Dunno about the UK, but in Germany most of the frail population that needs care is actually living at home and cared for by relatives, I think the ratio was about 4 to 1 (home care vs care home), with roughly 4 million at home and 1 million in care homes.

Last Edited by MedEwok at 19 Jan 08:25
Low-hours pilot
EDVM Hildesheim, Germany

Airborne_Again wrote:

But was that because of a lockdown or a very early border closure? I’m pretty sure it is the latter. No other country has managed to eliminate the virus using lockdowns.

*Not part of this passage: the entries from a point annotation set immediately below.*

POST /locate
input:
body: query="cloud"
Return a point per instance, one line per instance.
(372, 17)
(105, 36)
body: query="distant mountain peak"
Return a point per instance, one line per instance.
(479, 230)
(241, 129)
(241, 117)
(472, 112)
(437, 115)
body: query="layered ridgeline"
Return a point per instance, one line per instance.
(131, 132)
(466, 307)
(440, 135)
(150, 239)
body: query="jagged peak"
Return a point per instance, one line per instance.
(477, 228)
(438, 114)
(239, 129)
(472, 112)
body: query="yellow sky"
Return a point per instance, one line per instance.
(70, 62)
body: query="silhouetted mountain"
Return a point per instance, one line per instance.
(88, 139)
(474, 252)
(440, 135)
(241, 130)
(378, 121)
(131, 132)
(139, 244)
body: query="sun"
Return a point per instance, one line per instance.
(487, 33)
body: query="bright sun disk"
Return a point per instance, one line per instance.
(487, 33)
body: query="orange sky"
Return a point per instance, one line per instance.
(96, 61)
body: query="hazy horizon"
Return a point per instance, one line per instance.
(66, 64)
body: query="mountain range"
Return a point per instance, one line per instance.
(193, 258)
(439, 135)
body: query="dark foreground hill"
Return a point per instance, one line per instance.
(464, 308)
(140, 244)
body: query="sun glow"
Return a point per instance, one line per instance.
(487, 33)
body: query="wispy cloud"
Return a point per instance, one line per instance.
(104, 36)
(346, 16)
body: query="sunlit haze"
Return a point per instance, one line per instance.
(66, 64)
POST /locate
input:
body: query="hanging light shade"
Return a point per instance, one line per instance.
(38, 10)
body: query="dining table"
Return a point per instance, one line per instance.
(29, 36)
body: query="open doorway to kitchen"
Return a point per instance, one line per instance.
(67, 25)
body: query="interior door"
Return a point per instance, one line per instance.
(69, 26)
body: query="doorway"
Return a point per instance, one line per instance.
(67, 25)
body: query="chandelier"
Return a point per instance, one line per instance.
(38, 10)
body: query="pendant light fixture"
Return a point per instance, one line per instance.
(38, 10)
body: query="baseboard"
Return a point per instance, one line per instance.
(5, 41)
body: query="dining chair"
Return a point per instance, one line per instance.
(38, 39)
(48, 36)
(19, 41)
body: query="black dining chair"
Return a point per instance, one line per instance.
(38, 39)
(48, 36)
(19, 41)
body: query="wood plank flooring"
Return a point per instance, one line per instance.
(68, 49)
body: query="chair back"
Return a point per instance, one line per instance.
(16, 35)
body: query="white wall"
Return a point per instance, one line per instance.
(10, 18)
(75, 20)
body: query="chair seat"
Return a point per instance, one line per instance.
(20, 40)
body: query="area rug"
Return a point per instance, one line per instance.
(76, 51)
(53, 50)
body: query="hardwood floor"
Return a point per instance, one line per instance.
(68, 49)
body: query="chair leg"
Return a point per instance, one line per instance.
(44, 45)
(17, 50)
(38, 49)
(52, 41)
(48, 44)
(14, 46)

I’m pretty sure, it’s both. Obviously you need border control to avoid new infection starters getting in but you also need internal contact avoidance to reduce spreading within the area. As always said: “Lockdown” refers to to people not getting in touch with each other no matter if they do it because they are simply clever and social enough to do the right things or because there have been strict government lockdown measures.
South Korea has actually been pretty good at it so did Taiwan and Vietnam.

Dubai might be a very good example on how lockdowns actually are of great help: They have been extremely effective in managing the first wave when they implemented a strict lockdown (that was as all rules in UAE actually enforced) but are now loosing on the second wave being to slow implementing a similar lockdown.

Germany

Peter wrote:

I am not sure about lockdowns saving lives overall. They just slow the spread of the epidemic so the health service remains within capacity.

Which is what saves lives, particularly of younger people who need to be hospitalised. The death toll in the UK is only 90,000 because the health service hasn’t become totally overwhelmed; cases that need hospital treatment, but are younger people and with hospital treatment have a good prognosis, have been able to happen. If the UK had just gone “yolo” (like it almost did at the start), then the hospitals would be overwhelmed and most people who needed hospital treatment would end up being turned away and would have to take their chances at home without any medical care. Many of the “denied hospital because it’s full” cases would die, and the average age of the deaths would be much lower.

Andreas IOM

One big factor between cultures is obesity. Speak to anyone working on a hospital here and they will tell you that most of the people on the CV19 wards are huge. The photos and the news footage confirm this. In Taiwan, Vietnam, etc, this obesity epidemic has not [yet] happened. Same as the (previously mentioned) difference between UK NHS staff death rates and German hospital staff death rates; the UK staff tends to be obese whereas the German staff (as reported by a German doctor) is largely East European immigrants who haven’t got there yet.